Nitin Raikwar’s sole composition in the album, Cha Raha is the best track of the lot. Lyrically, vocally, and musically, it’s beyond the rest of the album. On an interesting note, this is the steamy track rumoured to be shot on Ajay and Nisha. Both Vinod Rathod and Shweta Pandit sing beautifully and add another dimension to the song. What’s nice is that this isn’t your conventional romantic track and it’s not a dance track. It’s completely different. Wonderful!

Sunidhi Chauhan returns with Hai Aag Yeh but doesn’t actually start singing until one minute into the track. Again, it’s a situational track by Amar Mohile which will probably be used to create a dark and brooding mood in the film. However, musically it’s extremely well put together and for this reason is appears again as Hai Aag Yeh Theme Music sans any vocals.

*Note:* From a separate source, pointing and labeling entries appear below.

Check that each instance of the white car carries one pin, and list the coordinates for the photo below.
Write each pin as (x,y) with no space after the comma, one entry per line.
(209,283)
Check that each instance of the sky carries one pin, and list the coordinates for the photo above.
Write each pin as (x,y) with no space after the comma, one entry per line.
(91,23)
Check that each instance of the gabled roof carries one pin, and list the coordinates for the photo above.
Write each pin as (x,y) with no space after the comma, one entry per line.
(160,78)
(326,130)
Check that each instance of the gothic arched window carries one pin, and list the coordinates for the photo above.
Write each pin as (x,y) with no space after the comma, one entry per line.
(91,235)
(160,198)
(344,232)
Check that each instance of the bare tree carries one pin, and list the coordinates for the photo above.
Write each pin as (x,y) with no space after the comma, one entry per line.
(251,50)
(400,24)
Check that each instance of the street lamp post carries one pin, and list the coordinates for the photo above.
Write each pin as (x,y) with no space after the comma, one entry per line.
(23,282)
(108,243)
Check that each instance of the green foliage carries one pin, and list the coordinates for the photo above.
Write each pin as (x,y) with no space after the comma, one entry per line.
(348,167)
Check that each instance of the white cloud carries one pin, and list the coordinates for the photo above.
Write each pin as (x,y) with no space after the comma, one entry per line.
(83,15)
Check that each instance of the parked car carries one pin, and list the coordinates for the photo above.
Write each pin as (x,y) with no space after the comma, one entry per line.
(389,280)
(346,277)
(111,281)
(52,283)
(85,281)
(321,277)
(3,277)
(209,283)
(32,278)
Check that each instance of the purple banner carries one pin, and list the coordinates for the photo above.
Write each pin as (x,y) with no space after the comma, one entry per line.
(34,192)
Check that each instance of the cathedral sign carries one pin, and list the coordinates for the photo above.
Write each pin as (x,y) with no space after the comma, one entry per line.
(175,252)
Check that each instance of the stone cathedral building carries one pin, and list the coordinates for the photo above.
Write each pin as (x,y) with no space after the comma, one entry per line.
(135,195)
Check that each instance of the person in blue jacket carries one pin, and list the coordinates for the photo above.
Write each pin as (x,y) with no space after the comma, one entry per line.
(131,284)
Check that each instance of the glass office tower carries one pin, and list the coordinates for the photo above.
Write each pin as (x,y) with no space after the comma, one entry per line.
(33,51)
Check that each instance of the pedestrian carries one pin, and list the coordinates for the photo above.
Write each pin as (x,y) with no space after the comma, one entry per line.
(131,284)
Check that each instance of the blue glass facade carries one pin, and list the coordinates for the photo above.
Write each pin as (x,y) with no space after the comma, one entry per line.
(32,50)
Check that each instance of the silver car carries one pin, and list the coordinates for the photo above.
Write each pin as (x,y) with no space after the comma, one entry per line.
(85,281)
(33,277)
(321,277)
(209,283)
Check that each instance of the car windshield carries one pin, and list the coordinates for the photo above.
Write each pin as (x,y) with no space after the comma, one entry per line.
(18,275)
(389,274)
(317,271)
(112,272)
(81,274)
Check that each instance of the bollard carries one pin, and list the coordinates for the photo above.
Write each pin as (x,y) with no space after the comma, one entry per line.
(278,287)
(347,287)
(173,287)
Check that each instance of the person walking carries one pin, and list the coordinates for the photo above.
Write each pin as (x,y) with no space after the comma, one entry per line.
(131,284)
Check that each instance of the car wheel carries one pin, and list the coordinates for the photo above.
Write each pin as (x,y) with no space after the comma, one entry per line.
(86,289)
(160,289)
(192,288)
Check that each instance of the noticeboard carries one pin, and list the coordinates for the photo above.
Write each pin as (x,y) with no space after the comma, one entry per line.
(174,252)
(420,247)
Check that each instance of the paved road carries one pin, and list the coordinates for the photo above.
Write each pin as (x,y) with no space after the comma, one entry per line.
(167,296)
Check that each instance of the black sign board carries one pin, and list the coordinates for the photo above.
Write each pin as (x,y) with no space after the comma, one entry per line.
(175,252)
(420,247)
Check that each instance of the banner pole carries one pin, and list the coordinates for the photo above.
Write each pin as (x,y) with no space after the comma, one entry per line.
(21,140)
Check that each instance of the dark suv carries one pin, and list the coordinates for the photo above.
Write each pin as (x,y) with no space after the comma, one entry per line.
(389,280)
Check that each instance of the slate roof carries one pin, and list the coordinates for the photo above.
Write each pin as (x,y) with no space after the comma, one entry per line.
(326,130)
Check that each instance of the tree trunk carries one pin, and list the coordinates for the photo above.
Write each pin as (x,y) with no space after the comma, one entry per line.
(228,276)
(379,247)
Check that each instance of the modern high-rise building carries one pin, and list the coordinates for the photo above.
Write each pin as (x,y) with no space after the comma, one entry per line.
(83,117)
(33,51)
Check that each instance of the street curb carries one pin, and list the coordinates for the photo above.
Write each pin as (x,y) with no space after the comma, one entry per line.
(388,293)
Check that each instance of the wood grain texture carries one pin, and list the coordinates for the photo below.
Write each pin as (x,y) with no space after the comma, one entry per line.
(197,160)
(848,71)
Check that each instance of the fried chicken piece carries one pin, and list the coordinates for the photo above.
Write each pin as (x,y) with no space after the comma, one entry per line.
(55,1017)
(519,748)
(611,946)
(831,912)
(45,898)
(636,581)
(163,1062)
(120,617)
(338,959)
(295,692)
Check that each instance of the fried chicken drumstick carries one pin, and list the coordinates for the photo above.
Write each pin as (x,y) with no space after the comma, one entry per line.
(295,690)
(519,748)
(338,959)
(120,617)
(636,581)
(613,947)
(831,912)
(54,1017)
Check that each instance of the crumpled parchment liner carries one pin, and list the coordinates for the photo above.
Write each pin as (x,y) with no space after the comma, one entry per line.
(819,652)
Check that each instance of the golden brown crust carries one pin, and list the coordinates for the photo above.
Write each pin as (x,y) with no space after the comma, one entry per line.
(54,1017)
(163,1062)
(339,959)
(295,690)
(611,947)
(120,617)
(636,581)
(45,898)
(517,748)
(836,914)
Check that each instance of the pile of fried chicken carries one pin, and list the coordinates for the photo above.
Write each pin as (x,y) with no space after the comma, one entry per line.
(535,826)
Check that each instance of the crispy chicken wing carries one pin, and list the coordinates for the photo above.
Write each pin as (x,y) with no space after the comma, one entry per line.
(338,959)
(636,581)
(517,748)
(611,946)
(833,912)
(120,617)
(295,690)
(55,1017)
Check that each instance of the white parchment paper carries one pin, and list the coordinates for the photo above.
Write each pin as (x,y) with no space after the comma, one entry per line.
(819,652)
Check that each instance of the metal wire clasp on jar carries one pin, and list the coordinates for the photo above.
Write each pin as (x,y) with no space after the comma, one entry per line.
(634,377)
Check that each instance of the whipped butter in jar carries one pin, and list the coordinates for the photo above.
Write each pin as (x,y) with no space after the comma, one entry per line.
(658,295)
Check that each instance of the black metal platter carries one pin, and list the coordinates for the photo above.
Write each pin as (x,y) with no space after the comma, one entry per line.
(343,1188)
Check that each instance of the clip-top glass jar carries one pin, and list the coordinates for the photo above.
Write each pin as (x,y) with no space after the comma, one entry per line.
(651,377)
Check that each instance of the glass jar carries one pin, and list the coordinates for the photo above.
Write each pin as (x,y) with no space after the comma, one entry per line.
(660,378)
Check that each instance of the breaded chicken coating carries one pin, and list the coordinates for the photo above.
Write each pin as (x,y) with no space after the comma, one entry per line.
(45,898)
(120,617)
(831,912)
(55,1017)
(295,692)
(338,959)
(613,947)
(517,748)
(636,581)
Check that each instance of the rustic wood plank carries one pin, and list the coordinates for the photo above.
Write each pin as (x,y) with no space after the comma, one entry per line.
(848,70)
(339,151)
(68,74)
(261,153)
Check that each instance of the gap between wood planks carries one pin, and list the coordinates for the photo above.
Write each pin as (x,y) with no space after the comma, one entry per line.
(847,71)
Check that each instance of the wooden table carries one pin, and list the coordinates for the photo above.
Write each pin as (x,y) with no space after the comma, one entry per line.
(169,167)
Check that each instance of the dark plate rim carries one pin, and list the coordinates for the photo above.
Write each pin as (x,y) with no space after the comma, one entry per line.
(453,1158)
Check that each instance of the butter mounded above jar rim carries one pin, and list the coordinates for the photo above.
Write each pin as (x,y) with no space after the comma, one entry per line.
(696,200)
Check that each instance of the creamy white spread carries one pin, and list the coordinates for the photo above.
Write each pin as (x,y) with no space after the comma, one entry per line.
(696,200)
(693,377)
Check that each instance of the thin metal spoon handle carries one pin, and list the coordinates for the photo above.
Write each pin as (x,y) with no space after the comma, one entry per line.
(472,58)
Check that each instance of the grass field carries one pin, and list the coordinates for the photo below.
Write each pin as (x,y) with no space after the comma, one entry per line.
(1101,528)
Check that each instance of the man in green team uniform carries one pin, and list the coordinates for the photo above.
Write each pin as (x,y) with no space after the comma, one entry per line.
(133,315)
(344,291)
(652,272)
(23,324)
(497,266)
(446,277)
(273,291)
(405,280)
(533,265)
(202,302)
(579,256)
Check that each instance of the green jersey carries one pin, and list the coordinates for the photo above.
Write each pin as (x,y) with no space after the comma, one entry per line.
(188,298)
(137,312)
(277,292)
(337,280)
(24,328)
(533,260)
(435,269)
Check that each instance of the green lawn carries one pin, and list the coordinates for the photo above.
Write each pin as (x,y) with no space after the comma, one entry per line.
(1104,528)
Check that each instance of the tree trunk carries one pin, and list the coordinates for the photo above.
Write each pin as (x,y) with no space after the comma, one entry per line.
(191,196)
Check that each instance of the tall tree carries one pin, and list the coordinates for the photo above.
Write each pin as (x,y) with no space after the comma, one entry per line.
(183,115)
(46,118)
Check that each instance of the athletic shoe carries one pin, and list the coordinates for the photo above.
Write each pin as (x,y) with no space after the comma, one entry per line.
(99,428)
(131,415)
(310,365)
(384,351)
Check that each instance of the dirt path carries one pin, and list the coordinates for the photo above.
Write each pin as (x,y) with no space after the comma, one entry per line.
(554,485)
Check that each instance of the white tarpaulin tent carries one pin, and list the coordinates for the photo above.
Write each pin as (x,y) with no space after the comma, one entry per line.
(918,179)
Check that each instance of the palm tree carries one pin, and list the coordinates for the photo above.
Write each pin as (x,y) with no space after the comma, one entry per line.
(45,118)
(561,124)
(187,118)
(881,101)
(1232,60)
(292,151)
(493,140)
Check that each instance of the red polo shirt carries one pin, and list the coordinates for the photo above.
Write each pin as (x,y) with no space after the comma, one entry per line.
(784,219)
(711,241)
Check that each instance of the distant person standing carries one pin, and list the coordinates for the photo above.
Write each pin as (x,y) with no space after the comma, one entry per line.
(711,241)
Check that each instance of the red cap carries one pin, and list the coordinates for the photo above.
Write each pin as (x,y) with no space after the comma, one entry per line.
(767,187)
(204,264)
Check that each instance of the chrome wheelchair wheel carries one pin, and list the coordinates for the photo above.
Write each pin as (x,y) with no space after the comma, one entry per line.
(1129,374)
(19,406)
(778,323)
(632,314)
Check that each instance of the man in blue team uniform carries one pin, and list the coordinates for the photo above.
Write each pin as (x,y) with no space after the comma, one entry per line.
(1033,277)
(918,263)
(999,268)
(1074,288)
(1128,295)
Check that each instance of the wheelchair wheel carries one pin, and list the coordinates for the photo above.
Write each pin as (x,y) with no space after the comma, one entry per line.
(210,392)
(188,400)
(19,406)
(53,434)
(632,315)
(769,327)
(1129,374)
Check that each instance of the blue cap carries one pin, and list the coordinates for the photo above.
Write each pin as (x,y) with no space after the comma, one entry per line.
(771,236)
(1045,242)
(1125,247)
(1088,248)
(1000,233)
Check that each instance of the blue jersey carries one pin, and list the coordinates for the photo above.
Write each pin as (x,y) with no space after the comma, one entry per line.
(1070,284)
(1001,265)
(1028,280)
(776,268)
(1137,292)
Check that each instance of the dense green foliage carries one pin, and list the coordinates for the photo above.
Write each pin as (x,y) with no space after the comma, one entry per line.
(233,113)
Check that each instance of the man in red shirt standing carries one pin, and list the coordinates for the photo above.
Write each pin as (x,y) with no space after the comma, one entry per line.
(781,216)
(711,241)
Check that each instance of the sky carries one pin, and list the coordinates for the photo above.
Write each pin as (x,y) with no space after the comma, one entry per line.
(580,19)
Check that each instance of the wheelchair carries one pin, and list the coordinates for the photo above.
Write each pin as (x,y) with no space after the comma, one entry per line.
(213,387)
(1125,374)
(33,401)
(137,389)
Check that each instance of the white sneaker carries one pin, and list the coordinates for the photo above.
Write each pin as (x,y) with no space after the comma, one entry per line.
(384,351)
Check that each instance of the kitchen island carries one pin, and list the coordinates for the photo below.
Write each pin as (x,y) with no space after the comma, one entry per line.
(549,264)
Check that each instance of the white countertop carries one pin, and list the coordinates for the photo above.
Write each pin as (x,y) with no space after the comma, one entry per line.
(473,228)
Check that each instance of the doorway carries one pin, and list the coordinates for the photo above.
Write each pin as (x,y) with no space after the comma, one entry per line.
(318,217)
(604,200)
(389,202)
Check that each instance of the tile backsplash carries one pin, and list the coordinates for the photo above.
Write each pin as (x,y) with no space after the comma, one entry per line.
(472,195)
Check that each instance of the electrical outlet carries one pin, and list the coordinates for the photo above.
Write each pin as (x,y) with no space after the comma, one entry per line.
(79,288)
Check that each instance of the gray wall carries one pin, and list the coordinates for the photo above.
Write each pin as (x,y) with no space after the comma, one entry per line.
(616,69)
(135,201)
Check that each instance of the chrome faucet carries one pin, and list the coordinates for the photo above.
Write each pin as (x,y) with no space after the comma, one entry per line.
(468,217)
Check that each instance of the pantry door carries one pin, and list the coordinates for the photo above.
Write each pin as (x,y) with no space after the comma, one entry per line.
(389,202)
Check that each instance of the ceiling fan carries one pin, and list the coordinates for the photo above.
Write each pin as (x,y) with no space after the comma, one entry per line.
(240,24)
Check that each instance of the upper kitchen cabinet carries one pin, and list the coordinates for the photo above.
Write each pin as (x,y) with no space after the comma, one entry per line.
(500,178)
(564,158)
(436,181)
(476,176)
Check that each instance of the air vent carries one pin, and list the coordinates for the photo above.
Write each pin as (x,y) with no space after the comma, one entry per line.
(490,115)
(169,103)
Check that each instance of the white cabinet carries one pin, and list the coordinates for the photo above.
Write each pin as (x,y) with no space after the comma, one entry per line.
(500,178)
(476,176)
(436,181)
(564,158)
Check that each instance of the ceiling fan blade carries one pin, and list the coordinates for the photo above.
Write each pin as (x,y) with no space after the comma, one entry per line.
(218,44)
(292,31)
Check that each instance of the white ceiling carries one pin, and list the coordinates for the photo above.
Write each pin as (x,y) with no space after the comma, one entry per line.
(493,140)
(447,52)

After a pleasant Holi, Prasanna Shekhar’s second track on the album is titled Jee Le which is to be picturised on the Heeroo-Raj duo (Veeru-Jai in the original). Unfortunately, it turns out to be one of the weakest tracks of the album and the lyrics by Sajid-Farhad are a let down. Not up to the mark.

The final track of the album is again composed by Amar Mohile and sung solo by Vinod Rathod. Titled Dum, it opens on a loud note with the crackling of glass followed by a great musical composition which slowly builds up by adding more instruments. Once again it seems like a situational track, though one can’t deny that musically this one is brilliant. Should work well in the film!

Together, the music team of Ram Gopal Varma Ki Aag manages to create sparks and maybe even a tiny fire, but fails to scorch the entire album. However, it must be noted that almost all the tracks are composed flawlessly. The problem is, quite a few don’t hold mass appeal and are situational tracks. Watch out for Mehbooba which should become a rage as well as Cha Raha which will definitely crawl up the charts any time soon. Also, Holi should be a treat to watch on-screen. This aag (fire) is hot, but not hot enough.